Camp experience

“I love bananas and mangoes are sweet. I love papayas, but nothing can beat, the sweet love of God.” Seventy teens went into a do-bop swing as I parked in front of the cabin I was assigned to as counselor for a week of church camp. I unloaded bedding and clothes from car to cabin. A teenager’s electric fan blew air through the screens-only windows. We had a path to the bath house, bare wood floor and strategically placed nails along the exposed beams for hanging clothes. I shoved my suitcase under a bed, threw bedding on top and went to the service.

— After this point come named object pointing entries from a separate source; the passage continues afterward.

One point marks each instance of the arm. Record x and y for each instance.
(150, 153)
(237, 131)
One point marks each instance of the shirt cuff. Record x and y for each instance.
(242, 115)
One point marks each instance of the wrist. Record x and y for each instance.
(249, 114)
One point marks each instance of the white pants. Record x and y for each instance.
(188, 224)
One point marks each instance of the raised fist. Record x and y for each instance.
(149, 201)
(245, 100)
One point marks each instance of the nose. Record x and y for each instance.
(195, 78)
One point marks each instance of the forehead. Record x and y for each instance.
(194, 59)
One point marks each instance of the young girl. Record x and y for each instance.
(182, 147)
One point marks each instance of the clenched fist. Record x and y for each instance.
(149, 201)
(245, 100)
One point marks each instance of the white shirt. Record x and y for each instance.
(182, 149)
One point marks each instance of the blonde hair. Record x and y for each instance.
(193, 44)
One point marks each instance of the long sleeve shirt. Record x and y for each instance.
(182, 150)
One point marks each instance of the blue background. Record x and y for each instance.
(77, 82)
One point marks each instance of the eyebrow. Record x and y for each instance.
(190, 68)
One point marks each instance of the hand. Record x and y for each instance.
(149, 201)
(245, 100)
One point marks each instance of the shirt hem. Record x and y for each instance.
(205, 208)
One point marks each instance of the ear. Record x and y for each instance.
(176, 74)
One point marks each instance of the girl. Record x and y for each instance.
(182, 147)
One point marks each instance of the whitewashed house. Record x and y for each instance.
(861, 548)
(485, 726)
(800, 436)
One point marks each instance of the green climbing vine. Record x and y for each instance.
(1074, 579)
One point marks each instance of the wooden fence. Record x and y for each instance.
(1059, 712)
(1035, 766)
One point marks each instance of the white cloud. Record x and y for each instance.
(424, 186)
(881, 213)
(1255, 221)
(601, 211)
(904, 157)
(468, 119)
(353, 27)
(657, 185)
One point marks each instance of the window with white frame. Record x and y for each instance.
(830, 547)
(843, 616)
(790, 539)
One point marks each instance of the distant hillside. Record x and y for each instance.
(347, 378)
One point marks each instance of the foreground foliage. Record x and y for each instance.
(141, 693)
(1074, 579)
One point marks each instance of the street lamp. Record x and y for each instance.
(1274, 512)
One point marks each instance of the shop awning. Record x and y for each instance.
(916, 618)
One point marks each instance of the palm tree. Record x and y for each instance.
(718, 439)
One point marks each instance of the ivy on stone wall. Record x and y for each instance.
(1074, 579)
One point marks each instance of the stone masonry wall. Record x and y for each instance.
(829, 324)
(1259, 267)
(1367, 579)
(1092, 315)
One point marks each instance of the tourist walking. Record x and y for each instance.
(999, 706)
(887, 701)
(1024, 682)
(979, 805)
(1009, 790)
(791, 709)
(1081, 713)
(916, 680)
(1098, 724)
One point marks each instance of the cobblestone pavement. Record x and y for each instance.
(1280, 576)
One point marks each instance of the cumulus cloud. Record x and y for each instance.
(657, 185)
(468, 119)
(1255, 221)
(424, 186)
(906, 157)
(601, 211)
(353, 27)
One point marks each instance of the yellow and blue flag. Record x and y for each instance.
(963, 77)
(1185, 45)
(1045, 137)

Song leader Jack stood at the keyboard, singing into the microphone. Rows of teens clapped and sang along. I scuffed sawdust as I entered the open tabernacle with the old wooden benches. My week as camp counselor had begun.
The week opened with a mist of rain that turned into a shower and a deluge with thunder and lightning.
“We will hold services in the dining hall if this keeps up,” the camp director promised. I wondered ‘why’ until wind drenched me with rain as I sat near the edge of the wall-less tabernacle.
The next couple of days the clouds left and the sun beat down on the buildings. Horseflies buzzed Foster Christie the speaker. His point on Christina accountability was made to the beat of his hand waving of flies. Without the cooling rains, the heat increased and so did the horse flies.
One evening, Foster held up a dead two-inch horsefly. “I think we should crucify this dude and leave him there for all his friends to see along with any others we get.”
The kids declared war on horseflies. As a quartet of teens sang, one reached up grabbed the horsefly buzzing him, squashed it, grinned triumphantly, added its carcass to the rest and never missed a word.
During the horsefly wars, Jack stopped the music periodically, “We bring you this late breaking UPI report: Bugs zero, people 11.” By Friday the count reached 60.
My favorite memory is the skit with a sleepy camper who dragged his bed and electric fan onto the stage. He laid down one rule: “Don’t touch the fan.” He aimed the fan at his bed and proceeded to sleep through everything done to wake him, except when anyone touched his fan. That roused him enough to roar. Rip Van Winkle finally woke up, long after the camp was over. He looked around, realized everyone was gone, shrugged and collapsed back into bed under his fan.
My daughter’s worst memory is the counselor’s skit in which I played the lead role. By the time I finished overacting she was slumped in her pew, head buried between her knees.
Saturday afternoon, we returned to a freshly cleaned house with air conditioning and double-paned windows. The house sparkled. The carpet was vacuumed and fresh blueberry pies lined the counter. It was all civilized after a week at church camp in the hills of Arkansas. I relaxed, turned on the fan and slept through everything the rest of the day.